Is there a way to stream a table with 1 billion rows from SQL Server to Parquet efficently in Julia


#1

Hello,

I’m very new to Python and Julia and the tools for Data Science. In work, we need to put terabytes of data in a discoverable and easily queryable format. The tools i want to test are Dremio vs Azure Data Lake as Sql Layer over Parquet files. I want to copy the data to parquet files because it can be read from many tools (including both mentioned and Pandas and Julia). We are searching the best way. In Python, i can now read the table filtering by a range of days, and save that to a Parquet file. The steps i use are:

  1. Extract the data with Turbodbc and save the rows to a numpy array.
  2. Convert the numpy array to Arrow with PyArrow.
  3. Save the Arrow table as a Parquet file.

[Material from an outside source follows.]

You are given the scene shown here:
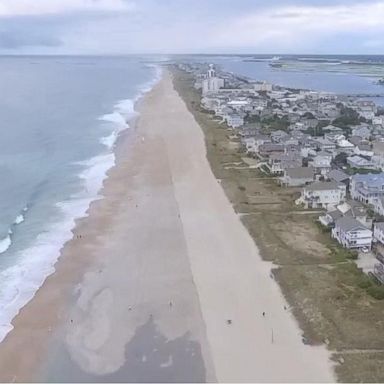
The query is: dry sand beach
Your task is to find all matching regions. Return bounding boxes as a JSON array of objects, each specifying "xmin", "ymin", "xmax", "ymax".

The problem with these steps is the memory usage. If i want to save 1 millions rows to each Parquet file, all rows are converted to numpy array, then to Arrow and then to Parquet. I’m using Windows, in Linux, its possible to skip the conversion to numpy. So, when i’m using 4 threads to extract the rows in parallel, the memory consumption is of 5-6 GB . It’s too much for me. I must use Windows because i want to teach others to do the same, but Linux is not a option in owns laptops.

Sorry for the large introduction and my English. The question is:

Currently, can i use Julia to replace the three steps, and extract fast and efficiently billions of rows from Sql Server to Parquet, and continue my exploration of tools?


#2

A couple of days ago I described how to read data from PostgreSQL using Spark.jl. If you manage to do the same thing with SQL Server, saving the result to Parquet is a matter of a single call to write_parquet(). At the moment documentation of Spark.jl is very limited, so don’t hesitate to ask questions.

Alternatively, you can query SQL server with whatever tools you like (e.g. JDBC.jl or ODBC.jl) and write it using Parquet.jl, although I’m don’t their current state and suitability.